Le 20 février 2014, le jour où les manifestants se sont fait tirer dessus dans la rue Instytutska, les premières personnes qui sont mortes n’étaient pas des activistes du Maïdan, mais des officiers de police des forces spéciales du Berkout. Ivan Bubenchyk, de Lviv, déclare qu’ils ont été abattus par son fusil. Ivan Siyak l’a rencontré pour écouter son histoire.

Il n’y a pas de date plus importante dans l’histoire moderne de l’Ukraine que le 20 février 2014. Ce jour-là dans les rues de Kiev, 48 activistes du Maïdan et 4 officiers de police se sont fait tuer. Peu de temps après, le président de l’époque, Viktor Ianoukovytch fuit le pays, l’annexion de la Crimée commença, et après cela, la guerre au Donbass. Si nous généralisons, c’est le jour qui prédestina l’Ukraine à perdre 7% de son territoire et plusieurs milliers de vies.

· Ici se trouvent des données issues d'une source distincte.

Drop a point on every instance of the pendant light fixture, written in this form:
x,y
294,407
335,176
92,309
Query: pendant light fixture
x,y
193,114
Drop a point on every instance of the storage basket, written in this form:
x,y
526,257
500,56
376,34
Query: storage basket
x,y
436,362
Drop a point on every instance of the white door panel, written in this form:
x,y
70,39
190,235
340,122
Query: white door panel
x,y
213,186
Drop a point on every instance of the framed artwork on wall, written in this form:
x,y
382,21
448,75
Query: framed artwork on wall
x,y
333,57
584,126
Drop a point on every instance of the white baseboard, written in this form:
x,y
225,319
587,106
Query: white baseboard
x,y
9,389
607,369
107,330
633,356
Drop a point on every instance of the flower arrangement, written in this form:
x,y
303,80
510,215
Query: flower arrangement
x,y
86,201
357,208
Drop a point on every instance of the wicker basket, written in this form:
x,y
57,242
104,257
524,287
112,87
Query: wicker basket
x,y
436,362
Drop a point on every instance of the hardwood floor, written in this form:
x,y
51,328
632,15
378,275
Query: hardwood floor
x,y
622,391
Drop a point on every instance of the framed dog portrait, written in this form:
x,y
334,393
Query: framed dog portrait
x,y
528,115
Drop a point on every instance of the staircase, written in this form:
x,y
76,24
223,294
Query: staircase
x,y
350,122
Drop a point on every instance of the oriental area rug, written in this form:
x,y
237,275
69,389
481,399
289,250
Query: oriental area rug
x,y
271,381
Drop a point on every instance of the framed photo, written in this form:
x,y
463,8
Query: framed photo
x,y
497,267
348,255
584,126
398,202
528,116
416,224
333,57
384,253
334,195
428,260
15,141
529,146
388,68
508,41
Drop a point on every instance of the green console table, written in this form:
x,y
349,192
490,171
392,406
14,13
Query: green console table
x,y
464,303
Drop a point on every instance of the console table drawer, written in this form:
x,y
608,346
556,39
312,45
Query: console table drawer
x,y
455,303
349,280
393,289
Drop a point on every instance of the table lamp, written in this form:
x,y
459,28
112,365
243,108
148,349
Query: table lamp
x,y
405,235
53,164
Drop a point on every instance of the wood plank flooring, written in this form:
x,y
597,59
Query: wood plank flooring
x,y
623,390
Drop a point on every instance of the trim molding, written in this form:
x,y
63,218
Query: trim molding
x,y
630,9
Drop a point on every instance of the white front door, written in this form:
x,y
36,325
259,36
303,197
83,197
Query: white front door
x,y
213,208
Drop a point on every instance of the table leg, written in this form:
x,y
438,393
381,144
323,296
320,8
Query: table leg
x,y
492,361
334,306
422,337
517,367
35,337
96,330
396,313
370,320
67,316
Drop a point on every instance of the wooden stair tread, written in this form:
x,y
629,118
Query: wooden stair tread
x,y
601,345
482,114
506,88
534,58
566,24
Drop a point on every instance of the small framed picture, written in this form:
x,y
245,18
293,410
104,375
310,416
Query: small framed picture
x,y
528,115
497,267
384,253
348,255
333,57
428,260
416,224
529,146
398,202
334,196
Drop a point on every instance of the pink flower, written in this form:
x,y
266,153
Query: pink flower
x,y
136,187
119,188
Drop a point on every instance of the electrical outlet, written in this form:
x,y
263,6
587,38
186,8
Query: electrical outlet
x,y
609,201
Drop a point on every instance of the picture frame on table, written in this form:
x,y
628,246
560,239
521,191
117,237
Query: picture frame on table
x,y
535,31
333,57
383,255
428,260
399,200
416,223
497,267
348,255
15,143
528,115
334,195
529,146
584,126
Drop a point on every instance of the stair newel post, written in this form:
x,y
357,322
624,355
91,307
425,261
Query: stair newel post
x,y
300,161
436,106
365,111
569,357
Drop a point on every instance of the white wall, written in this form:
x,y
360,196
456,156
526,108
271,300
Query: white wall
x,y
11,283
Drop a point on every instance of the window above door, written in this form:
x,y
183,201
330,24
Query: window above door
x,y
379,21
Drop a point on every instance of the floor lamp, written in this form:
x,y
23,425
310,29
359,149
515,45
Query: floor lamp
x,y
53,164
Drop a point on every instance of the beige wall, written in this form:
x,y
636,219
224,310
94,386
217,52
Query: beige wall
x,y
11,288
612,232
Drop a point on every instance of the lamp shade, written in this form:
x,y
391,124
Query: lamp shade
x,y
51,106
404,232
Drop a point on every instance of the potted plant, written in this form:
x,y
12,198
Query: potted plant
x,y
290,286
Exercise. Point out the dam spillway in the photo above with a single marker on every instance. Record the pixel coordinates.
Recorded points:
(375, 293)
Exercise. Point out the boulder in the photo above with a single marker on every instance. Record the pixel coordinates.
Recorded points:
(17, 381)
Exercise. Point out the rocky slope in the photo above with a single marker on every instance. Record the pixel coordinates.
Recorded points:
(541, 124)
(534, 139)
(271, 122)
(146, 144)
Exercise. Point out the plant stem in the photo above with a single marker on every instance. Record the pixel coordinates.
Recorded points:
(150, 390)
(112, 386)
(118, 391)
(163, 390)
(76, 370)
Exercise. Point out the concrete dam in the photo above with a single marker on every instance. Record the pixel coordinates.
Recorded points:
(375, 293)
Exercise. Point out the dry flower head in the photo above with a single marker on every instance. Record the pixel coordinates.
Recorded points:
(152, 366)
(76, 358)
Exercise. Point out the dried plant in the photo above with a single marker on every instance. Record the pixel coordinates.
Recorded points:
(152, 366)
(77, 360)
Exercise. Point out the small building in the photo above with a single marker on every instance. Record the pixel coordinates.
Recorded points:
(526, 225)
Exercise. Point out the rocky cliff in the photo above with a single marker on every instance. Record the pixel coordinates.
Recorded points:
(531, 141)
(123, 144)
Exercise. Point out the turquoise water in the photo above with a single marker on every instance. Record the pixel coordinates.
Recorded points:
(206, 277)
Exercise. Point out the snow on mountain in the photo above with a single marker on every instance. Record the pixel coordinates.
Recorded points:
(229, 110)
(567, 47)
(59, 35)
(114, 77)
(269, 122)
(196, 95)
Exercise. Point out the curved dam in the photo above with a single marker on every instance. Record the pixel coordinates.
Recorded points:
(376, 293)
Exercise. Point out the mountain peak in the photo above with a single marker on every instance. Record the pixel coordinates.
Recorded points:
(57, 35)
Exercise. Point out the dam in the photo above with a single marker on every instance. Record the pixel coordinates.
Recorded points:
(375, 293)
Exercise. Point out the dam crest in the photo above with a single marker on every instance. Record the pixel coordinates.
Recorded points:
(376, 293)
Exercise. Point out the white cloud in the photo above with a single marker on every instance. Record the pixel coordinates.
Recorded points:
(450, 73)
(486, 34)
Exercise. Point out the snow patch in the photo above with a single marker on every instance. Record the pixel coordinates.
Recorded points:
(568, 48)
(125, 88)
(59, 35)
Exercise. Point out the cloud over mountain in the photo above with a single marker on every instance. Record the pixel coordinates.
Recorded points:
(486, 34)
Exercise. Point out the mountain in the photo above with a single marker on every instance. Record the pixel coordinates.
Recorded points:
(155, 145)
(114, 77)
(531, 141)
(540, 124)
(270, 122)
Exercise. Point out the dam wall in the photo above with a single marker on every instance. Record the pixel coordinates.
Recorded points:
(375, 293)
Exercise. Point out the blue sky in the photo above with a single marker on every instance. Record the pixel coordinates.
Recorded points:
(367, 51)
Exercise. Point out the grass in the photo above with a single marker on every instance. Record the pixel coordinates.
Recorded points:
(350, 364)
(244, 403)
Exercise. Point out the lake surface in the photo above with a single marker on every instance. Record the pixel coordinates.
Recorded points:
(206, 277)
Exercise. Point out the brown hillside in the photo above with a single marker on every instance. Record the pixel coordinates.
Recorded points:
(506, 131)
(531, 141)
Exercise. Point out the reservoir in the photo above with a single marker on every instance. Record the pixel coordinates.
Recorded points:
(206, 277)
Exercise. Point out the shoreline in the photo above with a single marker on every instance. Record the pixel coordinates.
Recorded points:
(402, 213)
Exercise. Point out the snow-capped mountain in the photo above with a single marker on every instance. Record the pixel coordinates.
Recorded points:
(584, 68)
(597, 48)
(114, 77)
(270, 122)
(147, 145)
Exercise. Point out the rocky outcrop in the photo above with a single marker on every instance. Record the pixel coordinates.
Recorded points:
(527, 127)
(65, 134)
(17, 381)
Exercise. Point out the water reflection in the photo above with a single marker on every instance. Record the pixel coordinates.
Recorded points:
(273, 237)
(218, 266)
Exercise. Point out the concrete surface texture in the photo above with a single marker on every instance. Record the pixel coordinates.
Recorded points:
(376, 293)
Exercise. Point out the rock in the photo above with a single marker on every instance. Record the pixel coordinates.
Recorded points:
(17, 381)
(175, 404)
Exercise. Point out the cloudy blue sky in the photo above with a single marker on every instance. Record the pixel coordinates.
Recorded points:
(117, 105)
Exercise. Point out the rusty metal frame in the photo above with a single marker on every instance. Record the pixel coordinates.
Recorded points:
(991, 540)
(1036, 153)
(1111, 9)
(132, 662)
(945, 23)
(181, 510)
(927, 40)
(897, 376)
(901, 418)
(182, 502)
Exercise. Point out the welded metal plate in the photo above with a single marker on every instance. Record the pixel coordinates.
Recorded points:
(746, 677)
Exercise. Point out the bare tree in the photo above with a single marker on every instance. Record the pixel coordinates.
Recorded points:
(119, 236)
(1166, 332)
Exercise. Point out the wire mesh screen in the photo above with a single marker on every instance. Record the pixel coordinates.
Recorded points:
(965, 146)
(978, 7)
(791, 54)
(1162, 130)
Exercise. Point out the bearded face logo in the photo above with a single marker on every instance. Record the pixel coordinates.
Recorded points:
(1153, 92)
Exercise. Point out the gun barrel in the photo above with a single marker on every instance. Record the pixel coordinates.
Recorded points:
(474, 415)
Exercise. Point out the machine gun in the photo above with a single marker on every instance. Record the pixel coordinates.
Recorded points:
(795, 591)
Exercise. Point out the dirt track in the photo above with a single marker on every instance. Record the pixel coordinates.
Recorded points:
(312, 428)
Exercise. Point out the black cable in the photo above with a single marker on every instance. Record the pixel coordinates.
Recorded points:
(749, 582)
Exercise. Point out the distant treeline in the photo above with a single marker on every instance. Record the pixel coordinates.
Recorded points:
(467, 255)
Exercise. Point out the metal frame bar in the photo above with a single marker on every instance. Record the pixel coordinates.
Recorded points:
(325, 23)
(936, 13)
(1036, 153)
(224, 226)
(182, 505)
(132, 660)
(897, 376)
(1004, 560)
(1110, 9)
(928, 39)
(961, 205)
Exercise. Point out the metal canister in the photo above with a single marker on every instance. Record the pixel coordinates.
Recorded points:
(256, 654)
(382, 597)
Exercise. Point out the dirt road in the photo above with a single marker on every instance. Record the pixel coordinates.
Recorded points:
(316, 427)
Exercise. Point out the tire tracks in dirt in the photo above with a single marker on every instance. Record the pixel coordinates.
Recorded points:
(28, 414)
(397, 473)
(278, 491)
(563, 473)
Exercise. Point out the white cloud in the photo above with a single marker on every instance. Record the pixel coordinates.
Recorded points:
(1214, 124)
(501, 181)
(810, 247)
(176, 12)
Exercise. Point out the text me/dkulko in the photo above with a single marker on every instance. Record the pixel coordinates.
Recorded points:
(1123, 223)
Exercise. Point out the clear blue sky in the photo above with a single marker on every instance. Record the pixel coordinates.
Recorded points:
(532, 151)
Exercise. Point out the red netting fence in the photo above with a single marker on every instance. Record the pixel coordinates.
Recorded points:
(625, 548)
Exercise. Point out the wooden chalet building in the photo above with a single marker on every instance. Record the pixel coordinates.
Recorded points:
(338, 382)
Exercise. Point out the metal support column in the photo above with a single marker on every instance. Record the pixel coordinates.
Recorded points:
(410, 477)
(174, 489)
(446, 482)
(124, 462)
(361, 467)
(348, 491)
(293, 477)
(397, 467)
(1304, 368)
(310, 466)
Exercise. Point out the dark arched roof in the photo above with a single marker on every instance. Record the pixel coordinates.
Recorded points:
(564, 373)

Personne ne pouvait rien savoir de cela au petit matin du 20 février. Après deux jours de combat acharné avec la police, qui donna lieu à la mort de 31 activistes et 8 membres des forces de l’ordre, les manifestants étaient laissés avec beaucoup moins de terrain. La police maintenait des positions au sein même de la place Maïdan. Il n’y avait aucun doute sur le fait que la prochaine attaque mettrait un terme au soulèvement, et qu’alors dans les futurs livres d’école ils appelleraient cela rien de plus que des “révoltes de masse”.

“Ses actions tactiques ciblées ont fait fuir les forces de l’ordre et ont empêché le péril de la Révolution de la Dignité” – le Wikipedia ukrainien est vague à propos du rôle d’Ivan Bubenchyk dans l’histoire. Il donna le premier récit détaillé de ses agissements en ce jour dans le film Captifs de Volodymyr Tykhyy. L’avant-première de ce documentaire s’est déjà déroulée et il sera à l’affiche des cinémas ukrainiens le 25 février. Juste avant l’avant-première, Ivan Siyak rencontra Ivan Bubenchyk à Maïdan pour écouter son récit des événements.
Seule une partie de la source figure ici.